There have already been a number of criticisms made about the Michael Gove’s proposals to drop GCSE exams in favour of a new English Baccalaurate Certificate, or EBacc for short; but what has been said, and by who? Here is our list of those against the EBacc.
1. Shadow Secretary for Education, Labour’s Stephen Twigg
Stephen Twigg stated, “Labour supports rigorous exams but only if they don’t act as a cap on aspiration”, and suggested the Conservatives would attempt to introduce a two tier system at a later date.
2. Northern Ireland Education Minister, John O’Dowd
Described the current GCSE exams as “fit for purpose” and a “proven recognition of work, of the ability of the individual, and the ability of that individual to learn for each subject.” He also criticised Gove, saying, “(his) comments today and his policy since he came into office may well have fatally flawed the GCSE brand. I don’t want to see our young people feeling that they are sitting a lesser exam.”
3. Welsh Education Minister, Leighton Andrews
Said the introduction of the EBacc was a “backwards step.”
4. The British Dyslexia Association
Kate Saunders, chief executive of the assosiation said, ”These plans, should they be implemented, will create an additional barrier for dyslexic students to continue on to higher education.

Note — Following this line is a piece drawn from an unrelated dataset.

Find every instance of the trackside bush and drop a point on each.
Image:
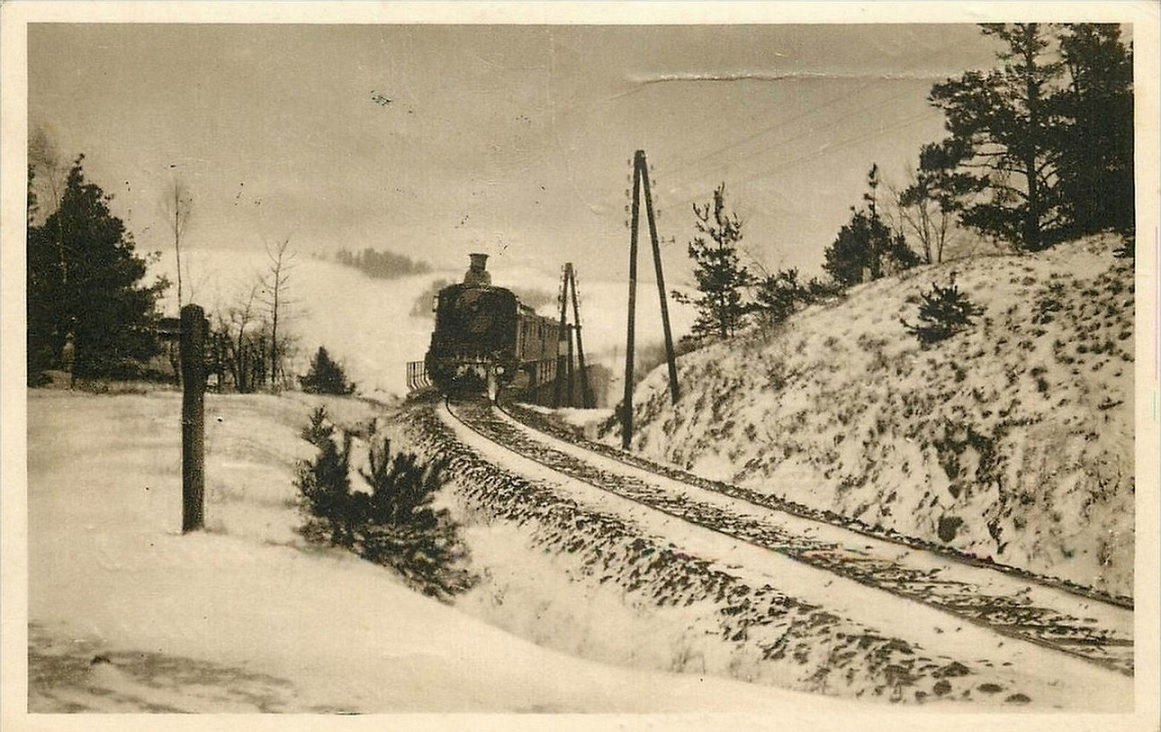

5. The National Association of Schoolmasters Union of Woman Teachers
The general secretary of the NASUWT, Chris Keates, has condemned the plans as “entirely driven by political ideology, rather than genuine debate.”
6. Former Education Secretary in Margaret Thatcher’s Cabinet, Lord Kenneth Baker
Lord Baker has criticised Gove’s proposals for not being radical enough, suggesting an exam at 14 to decide a students future path.